We have come alongside mentoring others who are looking to do the same, and these are the principles we share with them.

Here are the things we did to become debt free, and you can do them, too!

(this post may contain affiliate links. If you make a purchase, I may receive a small commission at no cost to you)

First, realize that becoming debt free it isn’t easy

From the day we walked down the aisle nearly 20 years ago, my husband and I were both committed to carrying minimal debt. Our finances have always been something that we have managed very carefully and with a fine tooth comb.

Everyone’s financial income and expenses, needs, struggles, desires, and plans all look different. But, these are the 18 things we did to accomplish being out of debt before we were 42. Our goal was 40, but 41 is still something we can be proud of.

Here are the things we did to become debt free:

1. From the get go, we made financial goals, both long term and short term, and we never lost sight of them

We adjusted as things came, but the overall goal of getting out of debt as soon as we could never wavered.

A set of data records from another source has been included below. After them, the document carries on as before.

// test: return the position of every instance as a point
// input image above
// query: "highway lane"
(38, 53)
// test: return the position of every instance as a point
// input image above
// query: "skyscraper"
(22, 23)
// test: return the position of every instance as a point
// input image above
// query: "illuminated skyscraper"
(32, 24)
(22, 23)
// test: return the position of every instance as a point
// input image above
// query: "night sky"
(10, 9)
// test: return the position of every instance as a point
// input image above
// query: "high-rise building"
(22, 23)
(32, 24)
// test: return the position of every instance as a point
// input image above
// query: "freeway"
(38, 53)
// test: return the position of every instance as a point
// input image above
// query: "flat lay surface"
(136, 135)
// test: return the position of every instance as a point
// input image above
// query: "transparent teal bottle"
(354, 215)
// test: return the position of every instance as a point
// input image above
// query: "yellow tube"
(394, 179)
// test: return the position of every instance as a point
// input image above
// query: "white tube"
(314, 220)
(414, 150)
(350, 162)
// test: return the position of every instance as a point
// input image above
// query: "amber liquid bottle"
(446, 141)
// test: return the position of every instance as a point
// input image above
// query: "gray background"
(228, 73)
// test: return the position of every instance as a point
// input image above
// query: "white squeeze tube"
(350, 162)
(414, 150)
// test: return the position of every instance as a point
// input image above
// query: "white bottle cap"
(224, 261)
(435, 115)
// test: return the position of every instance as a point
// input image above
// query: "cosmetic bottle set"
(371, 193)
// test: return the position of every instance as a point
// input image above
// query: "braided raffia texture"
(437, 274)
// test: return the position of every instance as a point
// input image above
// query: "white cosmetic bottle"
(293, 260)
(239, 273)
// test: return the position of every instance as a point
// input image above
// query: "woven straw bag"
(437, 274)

2. We made a budget – and then – we lived by it

Again, we adjusted this as needed, but we had a budget on paper that we were both in agreement with.

3. We paid ourselves first with every paycheck as in putting money into savings

We had a long term savings for things like a down payment on a house. And, we also had a short term savings for things like a new freezer. But we paid ourselves first just like any other bill.

4. We tithed

I wish I could say that we never stopped tithing, but in all honesty fear got the best of us at times as things were so very, very hard for a time. However, for most of our married lives we tithed, first, even before paying ourselves.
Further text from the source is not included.